Slow Money to Support Local Food

Carol Peppe Hewitt speaking at Sarasota County's 8th annual Sustainable Communities Workshop.

Carol Peppe Hewitt speaking at Sarasota County's 8th annual Sustainable Communities Workshop.

When Transition Sarasota Executive Director Don Hall first heard the theme of Sarasota County's 2013 Sustainable Communities Workshop - "Investing in Our Future" - he thought, "Bingo."

In March, Hall and Transition hosted a talk by Woody Tasch, the founder of a network known as Slow Money, which seeks to connect investors with local food growers and producers and restaurants that pledge to buy local ingredients. The idea being: You can shop at farmers' markets all you want, but why not take your commitment to local food to the next level and actually help an aspiring business succeed?
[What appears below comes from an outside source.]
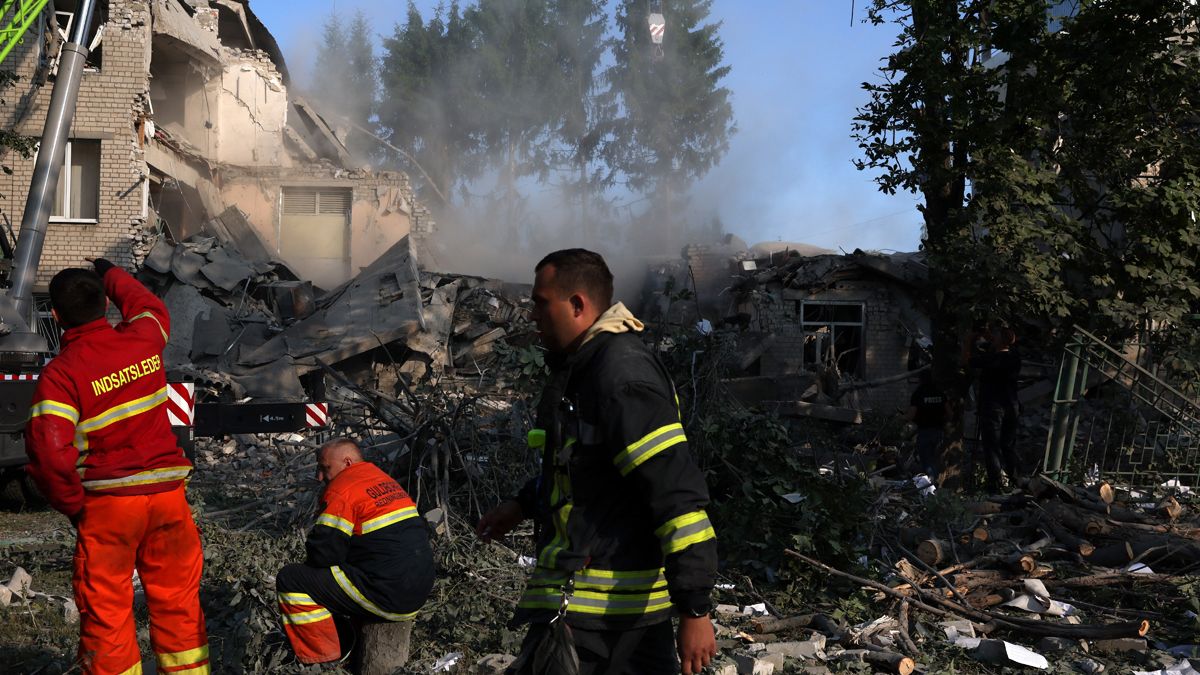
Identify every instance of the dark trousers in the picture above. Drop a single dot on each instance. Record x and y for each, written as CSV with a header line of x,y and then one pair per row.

So when Hall heard about the county's workshop, he knew exactly who to call to make a dynamite keynote speech: Carol Peppe Hewitt, the cofounder of Slow Money NC and the author of "Financing Our Foodshed: Growing Local Food with Slow Money."
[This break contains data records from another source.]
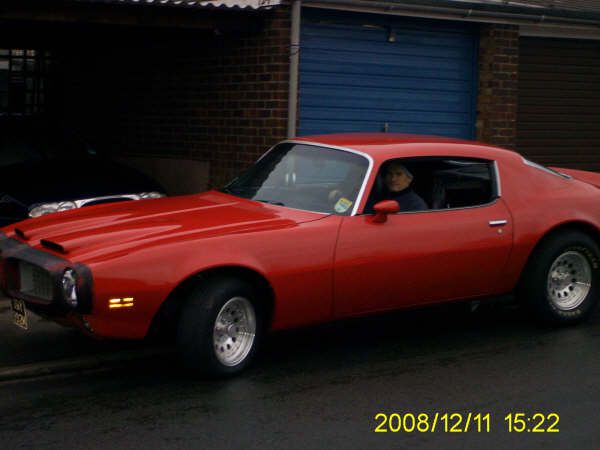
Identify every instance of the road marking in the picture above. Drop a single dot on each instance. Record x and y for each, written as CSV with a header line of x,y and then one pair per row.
x,y
78,364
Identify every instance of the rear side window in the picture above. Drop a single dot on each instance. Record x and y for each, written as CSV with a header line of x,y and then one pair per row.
x,y
462,183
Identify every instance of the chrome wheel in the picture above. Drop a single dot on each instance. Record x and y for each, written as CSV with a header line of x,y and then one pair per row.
x,y
234,331
569,280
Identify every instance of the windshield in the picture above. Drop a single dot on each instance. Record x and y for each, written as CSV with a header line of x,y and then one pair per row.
x,y
305,177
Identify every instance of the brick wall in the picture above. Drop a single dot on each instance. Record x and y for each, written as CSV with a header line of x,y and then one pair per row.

Hewitt grew up in northwestern Connecticut, where her passion for local food grew out of visits her father, a veterinarian, would make to nearby farms. "In my lifetime, I watched all those small farms disappear," she says. While Hewitt never became a farmer herself, she stayed passionate about increasing access to locally grown food.

In 2010, Tasch visited Hewitt's town: Pittsboro, N.C. His idea, of communities forming organizations to help local food producers find investment capital, made perfect sense. "A few of us met out in the hall after Woody's talk and said, 'Let's do this,'" Hewitt remembers.

Their first deal involved Hewitt and another investor making a loan to the owner of a nearby Greek restaurant, Angelina's Kitchen. The owner had financed an expansion using credit cards. Her Slow Money deal allowed her to refinance that debt at a much lower interest rate. "Within two years, she paid us off completely," Hewitt says.

Slow Money itself doesn't make any loans, Hewitt emphasizes. "We're simply creating the mechanism, the space, where lenders and borrowers can meet." Hewitt screens potential borrowers to make sure their goals align with Slow Money's mission, but the ultimate decision to invest or not rests solely with the investor. To date, Slow Money NC has helped facilitate more than 100 loans throughout North Carolina.

Could something like Slow Money succeed in Southwest Florida? Hewitt says Sarasota already has one advantage. "You have in Sarasota, which only exists in a few places around the country, an intelligent, skilled individual" - Don Hall. "You have someone who's interested in doing this and facilitating these loans and in leading a local network."

Hall had originally hoped to spark the idea for a Slow Money network here, not to lead it himself, but the idea fizzled. Now he's crafted a more aggressive plan, and has already scheduled three meetings to introduce the idea. The first gathering takes place Wed., Jan. 29. He says right now interest is higher on the lender side than the borrower side. "I think that most of the farmers and restaurants, they're not aware that this is available for them yet," Hall says. "So we're trying to get the word out in whatever way we can."

It won't be simple to build an investment network from the ground up, but as Hewitt's example makes clear, it can be done.